Jeff Jelinek, the Sauk Co. emergency management director, said the county partnered with Habitat for Humanity of Wisconsin River Area in July to help repair homes.
“Our hardest hit areas were just right down the Baraboo corridor, so La Valle, Reesdsburg, Rock Springs, North Freedom got a little bit of it, but for the most part it was those three communities on down,” he said.
He said this is the first time the two organizations partnered in response to the flooding.
The executive director for Habitat for Humanity of Wisconsin River Area, Morgan Pfaff, said their location serves Sauk, Columbia and Iowa counties. She said while the non-profit focuses on affordable housing, repairing homes damaged by floods in Sauk Co. is now at the forefront of many of their projects.
"It had an enormous impact, and now joining this community, I talked to people who went through it and it was really a life-changing event for so many,” she said.
A year after heavy rains drenched the area, many people were left with a mess they could not tackle alone. Pfaff said this is the reason they partnered with the county.
Jelinek said dealing with flood damage is still at the forefront of the county as well. He said a lot of work still needs to be done.
"After a while you keep hearing the same stories and it gets very trying,” he said.
He said the new partnership is alleviating some pressures.
“We are saving money that we can help additional families that might not be in that bracket or that area,” he said.
In July, Habitat for Humanity volunteers started their first home in partnership with the county.
“We just finished a project in Ironton , so this was where it was just a complete destruction of the basement, it was an older home and it really had become structurally unsound,” Pfaff said.
Pfaff said volunteers are helping to clean up, so professionals can come in and finish the work, ultimately saving money in labor costs for the county.

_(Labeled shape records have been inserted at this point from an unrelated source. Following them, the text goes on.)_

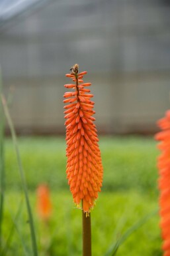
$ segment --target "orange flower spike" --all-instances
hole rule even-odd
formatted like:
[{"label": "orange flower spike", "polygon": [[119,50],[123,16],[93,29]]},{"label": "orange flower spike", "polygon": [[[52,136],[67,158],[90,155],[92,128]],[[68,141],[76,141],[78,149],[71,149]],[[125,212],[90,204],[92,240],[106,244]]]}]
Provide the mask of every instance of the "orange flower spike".
[{"label": "orange flower spike", "polygon": [[40,185],[37,189],[37,212],[40,219],[48,220],[52,211],[50,192],[46,185]]},{"label": "orange flower spike", "polygon": [[[75,64],[71,68],[71,74],[66,74],[75,84],[65,84],[73,92],[65,92],[64,97],[68,103],[64,106],[66,126],[67,156],[66,173],[73,201],[78,207],[81,201],[83,210],[88,214],[95,205],[101,192],[103,168],[96,126],[92,115],[94,102],[91,100],[93,94],[89,89],[91,83],[84,83],[82,80],[86,71],[79,73],[79,66]],[[73,97],[73,98],[72,98]],[[72,103],[73,102],[73,103]],[[70,103],[71,103],[70,104]]]},{"label": "orange flower spike", "polygon": [[157,160],[160,227],[163,240],[163,256],[170,256],[170,110],[167,111],[165,116],[158,121],[158,126],[161,129],[155,135],[155,139],[161,142],[158,148],[161,151]]}]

Habitat for Humanity of Wisconsin River Area has several other projects coming up as part of the Sauk Co. partnership, with the next one being in Wonewoc in early Sept.
Jelinek said the long-term recovery fund, which is made up of around $310,000 of community donations, should be spent by the fall. He said they are still working to get FEMA aid to cities, towns and villages that need it, and are still estimating damage to public infrastructure.